TORONTO - Diabetes is the clinical equivalent of aging 15 years, thrusting men and women with the disease into a high-risk category for cardiovascular disease while still in middle-age.

TORONTO, June 29 - Diabetes is the clinical equivalent of aging 15 years, thrusting men and women with the disease into a high-risk category for cardiovascular disease while still in middle-age.

A 48-year-old diabetic man has a 20% risk of suffering an acute myocardial infarction by age 58, wrote Gillian L. Booth, M.D., and colleagues, of the University of Toronto in the July 1 issue of The Lancet.

Similarly, a 54-year-old woman with diabetes has a one in five chance of having a heart attack before she reaches retirement age.

Moreover, women ages 20 to 34 who have diabetes have acute myocardial infarction rates that are nearly 40 times higher than their age-matched non-diabetic counterparts.

But that rate increase does not boost diabetic women in their 20s and 30s into the high-risk category for cardiovascular disease and their event rate is lower than the rate observed in non-diabetics who have established coronary heart disease.

Dr. Booth and colleagues conducted a retrospective cohort study of 379,003 adults with diabetes and 9,018,082 adults without diabetes living in the Canadian province of Ontario. The study included all Ontario residents who were age 20 or older on April 1, 1994, and followed them, recording all cardiovascular disease events until March 31, 2000.

The study did not distinguish between type 1 and type 2 diabetes.
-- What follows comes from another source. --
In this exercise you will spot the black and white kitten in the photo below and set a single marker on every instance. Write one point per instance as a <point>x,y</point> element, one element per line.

The authors defined high risk as a fatal or non-fatal coronary heart disease event rate of equivalent to a 10-year risk of 20% or more or a rate equal to the risk in people who have already had a myocardial infarction.

In both diabetics and non-diabetics, the risk of heart disease increases with age, but for men and women with diabetes the transition from moderate to high risk occurred at about age 48 for men and 54 for women, which was 14.6 years earlier than transition in non-diabetics.
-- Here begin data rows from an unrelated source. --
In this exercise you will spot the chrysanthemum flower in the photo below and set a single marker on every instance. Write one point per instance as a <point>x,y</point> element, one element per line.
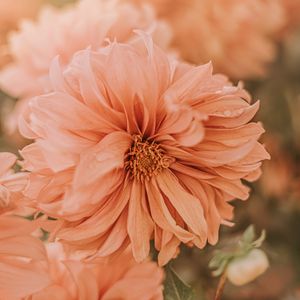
<point>31,270</point>
<point>238,36</point>
<point>131,146</point>
<point>87,23</point>
<point>11,184</point>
Diabetes also eliminated much, but not all, of the gender gap in heart disease. In non-diabetics the age-adjusted hazard ratio for incident acute myocardial infarction was 2.56 for men compared with women (95% CI 2.53-2.60); after adjusting for other risk factors, "men with diabetes were 1.22 times more likely to have an [acute myocardial infarction] than women with diabetes."

The data suggest that "young adults with diabetes have rates of [coronary heart disease] 12 to 40 times higher than those in people of the same age without diabetes. However, absolute rates of coronary events and [cardiovascular disease events] in general, were lower in this younger group than the rates conventionally regarded as high risk, and lower than those of people without diabetes with established [coronary heart disease]."
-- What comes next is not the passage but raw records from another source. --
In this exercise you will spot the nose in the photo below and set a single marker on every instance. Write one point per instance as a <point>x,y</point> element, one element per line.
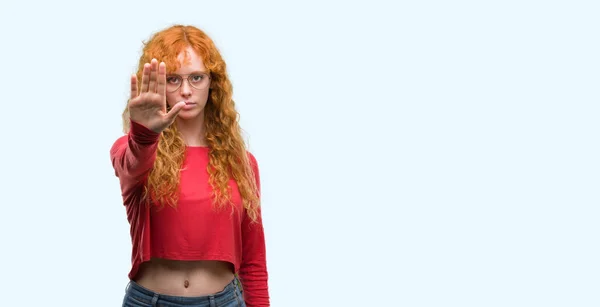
<point>186,88</point>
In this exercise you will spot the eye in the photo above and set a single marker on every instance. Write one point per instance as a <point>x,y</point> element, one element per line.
<point>197,78</point>
<point>173,80</point>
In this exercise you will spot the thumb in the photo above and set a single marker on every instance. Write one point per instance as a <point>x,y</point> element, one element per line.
<point>175,110</point>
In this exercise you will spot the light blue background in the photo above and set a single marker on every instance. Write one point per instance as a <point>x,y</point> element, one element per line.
<point>412,153</point>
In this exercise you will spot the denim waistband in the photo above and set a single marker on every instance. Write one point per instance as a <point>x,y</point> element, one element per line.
<point>152,297</point>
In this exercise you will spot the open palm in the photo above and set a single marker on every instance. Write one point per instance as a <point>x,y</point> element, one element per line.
<point>149,106</point>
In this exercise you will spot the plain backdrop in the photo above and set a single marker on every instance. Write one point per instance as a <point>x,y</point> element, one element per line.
<point>412,153</point>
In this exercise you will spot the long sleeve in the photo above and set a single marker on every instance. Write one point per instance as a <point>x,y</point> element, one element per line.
<point>133,156</point>
<point>253,269</point>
The study relied on medical records to identify people with diabetes, so it possible that the "use of our algorithm would not have identified people with undiagnosed diabetes." But that omission would have biased the study towards a null hypothesis, they wrote.

A second limitation is the failure to discern use of cardioprotective drugs in patients of all ages. But prescription records were available for people ages 65 or older, and from 1994 through 1999 only 8% to 25% of Ontario residents age 65 or older were taking lipid-lowering medications, and 25% to 37% were taking ACE inhibitors. Those rates indicate that it is unlikely that there was substantial use of those drugs in younger residents.

The authors concluded that "middle-age and older people with diabetes seem on average to be at high risk of [cardiovascular disease], thus aggressive risk-reduction strategies are warranted for them."

Younger people with diabetes appear to be at low to moderate risk, thus the data support present guidelines recommending that risk-reduction efforts be individualized in patients with diabetes who are younger than 40.